Grade: Grade 7-8
Topic: To introduce the concept that the Scientific Method is used on a day to day basis by some whom we may not perceive as scientists, such as forensic investigators.
Content: Brief history on the evolution of forensics as background in preparation Investigation of forensic investigators Vocabulary: Scientific Method, forensic science/medicine, Fingerprint, DNA, Malpighian Layer, forensic evidence, Thin Layer Chromatography
Goals: Students will be able to understand the background in the
history and evolution of forensic science. Students will be able to focus on the practical experience in forensic investigation. Lesson to span two class periods.
Objectives: Given vocabulary about forensic science, student will demonstrate mastery of the vocabulary by acquiring 100% on a test. Given the history and development of forensic science, students will demonstrate this knowledge by listing key dates and levels of technological development in this field. Given a review of social interaction skills, students will perform a short skit demonstrating 90% accuracy through this demonstration.
Materials: Transparencies, hand-outs, time lines, vocabulary list, overhead projector, cellophane tape, pencil and paper.
Introduction: Essential Question: How does the Scientific Method impact us in everyday life? 1. In two or three sentences describe the scientific Method, and discuss its relevance to a forensic investigation. 2. Report on the origin of the word forensic, i.e. its root in Latin.
Development: Explain to the students that they are going to perform a lab practical in forensic investigation with a mock crime scene, but beforehand they will need to acquire some background in the history of forensics.
Practice: Handout on history of forensics to be read in class individually and as a group highlighting important terms, definitions and facts. 5 minute lecture with overhead transparency.
Accommodations: Differentiated instruction will be implemented during unit assessment.

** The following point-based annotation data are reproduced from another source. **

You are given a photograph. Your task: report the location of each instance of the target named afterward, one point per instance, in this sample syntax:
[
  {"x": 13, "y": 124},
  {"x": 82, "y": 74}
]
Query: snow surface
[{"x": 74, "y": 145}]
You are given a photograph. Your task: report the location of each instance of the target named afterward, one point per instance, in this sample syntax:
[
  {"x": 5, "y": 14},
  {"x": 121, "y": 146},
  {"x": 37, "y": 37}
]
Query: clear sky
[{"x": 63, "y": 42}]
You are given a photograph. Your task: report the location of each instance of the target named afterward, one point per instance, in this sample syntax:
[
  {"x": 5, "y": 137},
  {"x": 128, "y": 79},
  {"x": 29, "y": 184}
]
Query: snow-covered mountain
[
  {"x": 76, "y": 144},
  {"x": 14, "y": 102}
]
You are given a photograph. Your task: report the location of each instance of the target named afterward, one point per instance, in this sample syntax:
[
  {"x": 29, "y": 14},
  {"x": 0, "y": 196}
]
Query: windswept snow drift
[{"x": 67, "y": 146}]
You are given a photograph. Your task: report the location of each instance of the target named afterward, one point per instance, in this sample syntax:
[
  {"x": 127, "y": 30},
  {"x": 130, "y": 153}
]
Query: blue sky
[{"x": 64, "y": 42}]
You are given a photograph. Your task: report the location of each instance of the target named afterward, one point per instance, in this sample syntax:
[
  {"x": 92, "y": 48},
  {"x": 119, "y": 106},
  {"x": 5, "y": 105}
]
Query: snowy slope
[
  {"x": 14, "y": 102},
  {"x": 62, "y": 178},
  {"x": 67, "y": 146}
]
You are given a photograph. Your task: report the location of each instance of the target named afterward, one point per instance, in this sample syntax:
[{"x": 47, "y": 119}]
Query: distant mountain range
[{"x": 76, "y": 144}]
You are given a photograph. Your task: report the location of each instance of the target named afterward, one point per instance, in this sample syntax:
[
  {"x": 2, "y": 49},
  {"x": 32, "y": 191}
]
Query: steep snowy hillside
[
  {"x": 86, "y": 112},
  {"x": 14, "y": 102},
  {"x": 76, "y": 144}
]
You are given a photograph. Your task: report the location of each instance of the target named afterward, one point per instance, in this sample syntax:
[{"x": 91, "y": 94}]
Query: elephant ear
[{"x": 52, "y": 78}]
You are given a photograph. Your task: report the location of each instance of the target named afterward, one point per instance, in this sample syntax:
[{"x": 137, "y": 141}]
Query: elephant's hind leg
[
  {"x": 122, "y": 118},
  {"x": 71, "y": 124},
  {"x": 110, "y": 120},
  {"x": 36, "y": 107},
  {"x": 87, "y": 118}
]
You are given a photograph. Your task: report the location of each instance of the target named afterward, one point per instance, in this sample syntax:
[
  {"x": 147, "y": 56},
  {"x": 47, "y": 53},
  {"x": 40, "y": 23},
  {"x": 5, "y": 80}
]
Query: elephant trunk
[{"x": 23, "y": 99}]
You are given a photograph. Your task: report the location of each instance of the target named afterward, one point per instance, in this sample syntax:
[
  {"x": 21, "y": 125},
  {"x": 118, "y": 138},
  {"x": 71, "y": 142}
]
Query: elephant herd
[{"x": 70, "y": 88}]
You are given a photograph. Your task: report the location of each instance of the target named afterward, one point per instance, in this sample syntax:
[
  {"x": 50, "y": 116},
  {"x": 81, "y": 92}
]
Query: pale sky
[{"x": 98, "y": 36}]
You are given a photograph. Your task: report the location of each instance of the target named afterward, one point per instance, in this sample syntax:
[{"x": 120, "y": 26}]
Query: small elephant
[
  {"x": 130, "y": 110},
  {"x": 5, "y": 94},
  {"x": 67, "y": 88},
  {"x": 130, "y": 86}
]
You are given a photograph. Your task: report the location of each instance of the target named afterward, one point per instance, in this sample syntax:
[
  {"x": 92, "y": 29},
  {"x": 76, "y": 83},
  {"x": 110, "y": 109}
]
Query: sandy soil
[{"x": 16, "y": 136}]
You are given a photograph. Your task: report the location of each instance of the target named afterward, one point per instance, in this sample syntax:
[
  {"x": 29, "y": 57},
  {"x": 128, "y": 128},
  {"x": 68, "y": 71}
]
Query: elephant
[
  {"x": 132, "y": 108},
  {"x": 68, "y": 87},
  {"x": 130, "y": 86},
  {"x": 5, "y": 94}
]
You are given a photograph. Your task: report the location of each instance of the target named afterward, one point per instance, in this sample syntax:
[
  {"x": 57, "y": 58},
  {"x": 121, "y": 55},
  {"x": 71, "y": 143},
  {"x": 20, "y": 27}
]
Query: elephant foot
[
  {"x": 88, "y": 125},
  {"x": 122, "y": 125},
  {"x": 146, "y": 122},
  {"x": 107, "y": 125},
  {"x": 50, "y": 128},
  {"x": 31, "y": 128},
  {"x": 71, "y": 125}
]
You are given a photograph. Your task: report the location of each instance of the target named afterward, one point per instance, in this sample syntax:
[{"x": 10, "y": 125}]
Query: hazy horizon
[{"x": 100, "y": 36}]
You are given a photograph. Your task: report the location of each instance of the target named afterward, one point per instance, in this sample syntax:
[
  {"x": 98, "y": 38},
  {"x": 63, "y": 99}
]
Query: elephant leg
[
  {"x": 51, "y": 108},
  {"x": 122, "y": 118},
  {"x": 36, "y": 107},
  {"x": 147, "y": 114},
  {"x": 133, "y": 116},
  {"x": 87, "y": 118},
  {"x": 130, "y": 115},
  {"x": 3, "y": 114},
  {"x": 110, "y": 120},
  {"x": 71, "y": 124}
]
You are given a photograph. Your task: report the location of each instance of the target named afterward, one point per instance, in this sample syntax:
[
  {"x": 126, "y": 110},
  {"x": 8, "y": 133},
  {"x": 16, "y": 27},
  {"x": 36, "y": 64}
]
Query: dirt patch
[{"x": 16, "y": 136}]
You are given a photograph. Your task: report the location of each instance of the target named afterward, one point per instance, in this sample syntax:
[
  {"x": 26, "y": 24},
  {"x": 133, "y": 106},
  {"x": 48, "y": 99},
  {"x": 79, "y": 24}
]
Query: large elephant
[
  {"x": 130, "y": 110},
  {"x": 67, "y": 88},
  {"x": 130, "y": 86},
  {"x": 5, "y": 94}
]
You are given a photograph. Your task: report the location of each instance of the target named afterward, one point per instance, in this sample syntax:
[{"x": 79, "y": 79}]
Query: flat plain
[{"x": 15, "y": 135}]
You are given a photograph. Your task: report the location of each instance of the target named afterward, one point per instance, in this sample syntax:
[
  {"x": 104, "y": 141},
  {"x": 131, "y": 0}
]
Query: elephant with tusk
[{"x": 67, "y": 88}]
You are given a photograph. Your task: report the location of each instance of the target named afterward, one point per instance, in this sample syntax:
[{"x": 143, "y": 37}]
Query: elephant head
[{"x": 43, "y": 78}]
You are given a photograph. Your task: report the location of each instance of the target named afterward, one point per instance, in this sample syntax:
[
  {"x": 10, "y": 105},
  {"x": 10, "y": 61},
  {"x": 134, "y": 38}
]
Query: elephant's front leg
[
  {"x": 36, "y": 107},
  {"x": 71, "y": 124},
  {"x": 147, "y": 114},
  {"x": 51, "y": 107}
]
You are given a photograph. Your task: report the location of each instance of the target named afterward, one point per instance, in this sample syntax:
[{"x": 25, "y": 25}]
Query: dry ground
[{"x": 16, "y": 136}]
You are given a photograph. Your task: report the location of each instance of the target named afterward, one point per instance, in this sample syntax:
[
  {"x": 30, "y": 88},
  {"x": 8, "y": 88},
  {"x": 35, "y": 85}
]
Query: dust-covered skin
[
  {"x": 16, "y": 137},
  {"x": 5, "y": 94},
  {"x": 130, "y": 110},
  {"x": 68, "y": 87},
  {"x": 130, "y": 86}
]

Students will work with partners if assistance is needed.
Checking For Understanding: Students will write their definitions on the board, oral quizzing on important dates and facts.
Closure: Reminder of assignment, ask question: What was the most interesting item you learned in today’s lesson?
Evaluation: Through a survey on closure the teacher will hopefully get an idea of not only the level of interest but the aptitude of the different individuals. This will help the teacher when forming groups of investigators for the practical demonstration.
Teacher Reflections: Where students able to relate to this lesson? Was it interesting to them? Should teacher get a forensic expert to visit the class when this lesson is completed?